France

Secret des affaires : le Sénat va plus loin que le gouvernement

Le Sénat a adopté la proposition de loi pour protéger le «secret des affaires» malgré l'opposition de la gauche. Contre l'avis du gouvernement, il a élargi la définition du secret des affaires aux informations qui ont «une valeur économique».

Les sénateurs ont fait du zèle dans la nuit du 18 au 19 avril concernant la proposition de loi pour protéger le «secret des affaires». Le Sénat a ainsi élargi le secret des affaires aux informations qui ont «une valeur économique», le texte initial quant à lui évoquait simplement les informations qui avaient une «valeur commerciale». Un choix effectué contre l'avis du gouvernement.

Le texte, déjà adopté à l'Assemblée nationale, a recueilli 248 voix pour et 95 contre, celles des sénateurs de gauche. Il fera à présent l'objet d'une commission mixte paritaire qui sera chargée de trouver une version commune aux deux chambres.

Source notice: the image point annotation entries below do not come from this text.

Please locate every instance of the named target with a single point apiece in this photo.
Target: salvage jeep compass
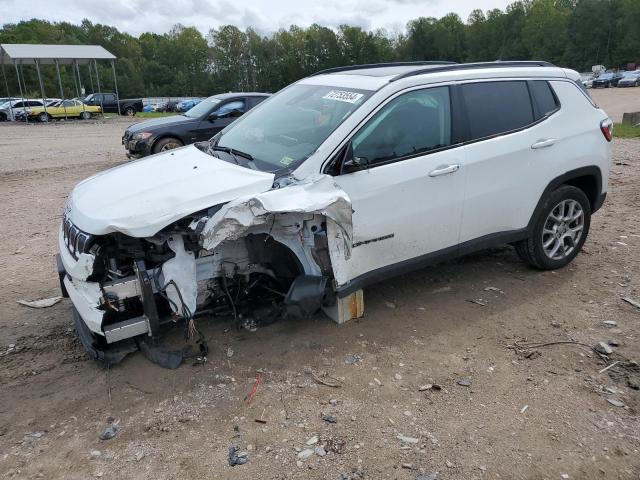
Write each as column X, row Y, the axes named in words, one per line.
column 342, row 179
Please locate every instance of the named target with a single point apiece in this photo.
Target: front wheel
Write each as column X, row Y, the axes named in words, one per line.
column 560, row 230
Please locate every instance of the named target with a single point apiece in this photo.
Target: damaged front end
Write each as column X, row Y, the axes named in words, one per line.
column 256, row 259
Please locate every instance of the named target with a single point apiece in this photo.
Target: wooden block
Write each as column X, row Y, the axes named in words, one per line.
column 346, row 308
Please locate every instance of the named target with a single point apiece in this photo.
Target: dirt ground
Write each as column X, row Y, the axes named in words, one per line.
column 543, row 413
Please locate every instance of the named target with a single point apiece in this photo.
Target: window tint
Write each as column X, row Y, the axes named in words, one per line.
column 497, row 107
column 544, row 98
column 413, row 123
column 230, row 107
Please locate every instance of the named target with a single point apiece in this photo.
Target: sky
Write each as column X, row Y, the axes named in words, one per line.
column 265, row 16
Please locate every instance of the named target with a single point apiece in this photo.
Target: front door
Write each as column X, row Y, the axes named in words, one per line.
column 407, row 201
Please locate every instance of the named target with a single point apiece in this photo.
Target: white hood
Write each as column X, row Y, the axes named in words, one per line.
column 142, row 197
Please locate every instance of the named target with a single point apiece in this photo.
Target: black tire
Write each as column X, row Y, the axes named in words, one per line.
column 532, row 251
column 167, row 143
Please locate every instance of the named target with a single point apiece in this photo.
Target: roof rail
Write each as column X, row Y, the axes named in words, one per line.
column 382, row 65
column 465, row 66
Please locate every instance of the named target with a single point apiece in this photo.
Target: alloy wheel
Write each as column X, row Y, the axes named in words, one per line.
column 563, row 229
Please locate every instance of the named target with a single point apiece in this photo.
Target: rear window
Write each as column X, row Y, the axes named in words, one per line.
column 544, row 97
column 497, row 107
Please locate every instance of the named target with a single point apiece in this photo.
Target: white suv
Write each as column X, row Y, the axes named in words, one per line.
column 342, row 179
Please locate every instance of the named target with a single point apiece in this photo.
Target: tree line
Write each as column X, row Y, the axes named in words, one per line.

Il transpose une directive adoptée par le Parlement européen en juin 2016 après 18 mois de vifs débats. Une vingtaine de sociétés de journalistes, ainsi qu'une cinquantaine de lanceurs d'alerte, de syndicats, comme le Syndicat national des journalistes (SNJ) ou d'associations ont exprimé leur opposition à l'adoption de la proposition de loi.

«On vient d'adopter à marche forcée un texte contesté», a accusé Fabien Gay (CRCE, à majorité communiste), dont les propos ont été rapportés par l'AFP. «ONG, lanceurs d'alerte, chercheurs, journalistes, représentants syndicaux, tous ceux qui se battent pour l'intérêt général verront leur combat compliqué», a-t-il ajouté. Lors de son intervention au Sénat, Fabien Gay a dénoncé : «Le secret des affaires prime dans ce texte et les libertés fondamentales sont reléguées aux rang d'exception à la règle.»

«Marche forcée, absence d'étude d'impact, les griefs sont nombreux», a jugé de son côté le sénateur de Saône-et-Loire Jérôme Durain (groupe socialiste et républicain) pour l'AFP. «Ce texte n'atteint pas l'équilibre entre protection du secret des affaires et liberté d'expression», s'est-il inquiété.

Lors du débat, la ministre de la Justice Nicole Belloubet a reconnu que «certains secrets pouvaient être divulgués dans un but d'intérêt général par des journalistes et des lanceurs d'alerte, et pour l'exercice des droits des salariés au sein de l'entreprise». «Les juridictions, gardiennes des libertés individuelles, feront la balance des intérêts en présence en veillant à ce qu'aucun lanceur d'alerte ne soit condamné», a-t-elle assuré.